Mohammed Sabeel محمد سبيل

Personal information
- Full name: Mohammed Sabeel Mousa Shahin
- Date of birth: 8 September 1991 (age 34)
- Place of birth: Emirates
- Height: 1.75 m (5 ft 9 in)
- Position: Defender

Team information
- Current team: Dibba Al-Hisn
- Number: 33

Youth career
- 2005–2011: Al-Shabab

Senior career*
- Years: Team / Apps / (Gls)
- 2011–2013: Al-Shabab
- 2013–2014: Al Jazirah Al-Hamra
- 2014–2015: Masafi
- 2015–2017: Dubai
- 2017–2020: Ajman / 59 / (1)
- 2020–2026: Kalba / 81 / (1)
- 2026–: Dibba Al-Hisn / 0 / (0)

= Mohammed Sabeel (footballer, born 1991) =

Emirati association football player

Mohammed Sabeel (Arabic: محمد سبيل) (born 8 September 1991) is an Emirati footballer.

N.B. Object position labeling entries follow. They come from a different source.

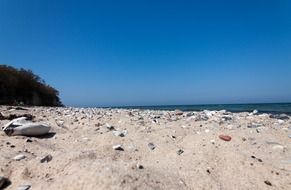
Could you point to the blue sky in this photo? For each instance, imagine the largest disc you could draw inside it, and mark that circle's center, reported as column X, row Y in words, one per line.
column 113, row 52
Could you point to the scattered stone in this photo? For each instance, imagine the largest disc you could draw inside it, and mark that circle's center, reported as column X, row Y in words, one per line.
column 46, row 159
column 268, row 183
column 178, row 112
column 255, row 112
column 139, row 166
column 15, row 116
column 278, row 147
column 279, row 116
column 109, row 127
column 151, row 146
column 120, row 133
column 21, row 126
column 180, row 151
column 225, row 137
column 19, row 157
column 118, row 147
column 254, row 125
column 3, row 180
column 23, row 187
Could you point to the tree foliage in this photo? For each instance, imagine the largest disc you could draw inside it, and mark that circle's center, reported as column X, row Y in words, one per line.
column 23, row 86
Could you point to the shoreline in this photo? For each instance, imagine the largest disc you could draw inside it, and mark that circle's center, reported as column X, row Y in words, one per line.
column 107, row 148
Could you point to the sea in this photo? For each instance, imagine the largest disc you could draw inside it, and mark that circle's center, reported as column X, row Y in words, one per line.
column 275, row 108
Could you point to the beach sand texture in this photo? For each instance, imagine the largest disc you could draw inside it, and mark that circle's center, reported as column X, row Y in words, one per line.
column 159, row 150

He currently plays as a defender for Dibba Al-Hisn.

==Career==
Mohammed Sabeel started his career at Al-Shabab and is a product of the Al-Shabab's youth system. And then he played with Al Jazirah Al-Hamra and Masafi.

===Dubai===
On 4 May 2015 left Masafi and signed with Dubai.

===Ajman===
On 7 August 2017 left Dubai and signed with Ajman. On 15 September 2017, Mohammed Sabeel made his professional debut for Ajman against Al-Jazira in the Pro League.

===Kalba===
On 20 June 2020 left Ajman and signed with Kalba.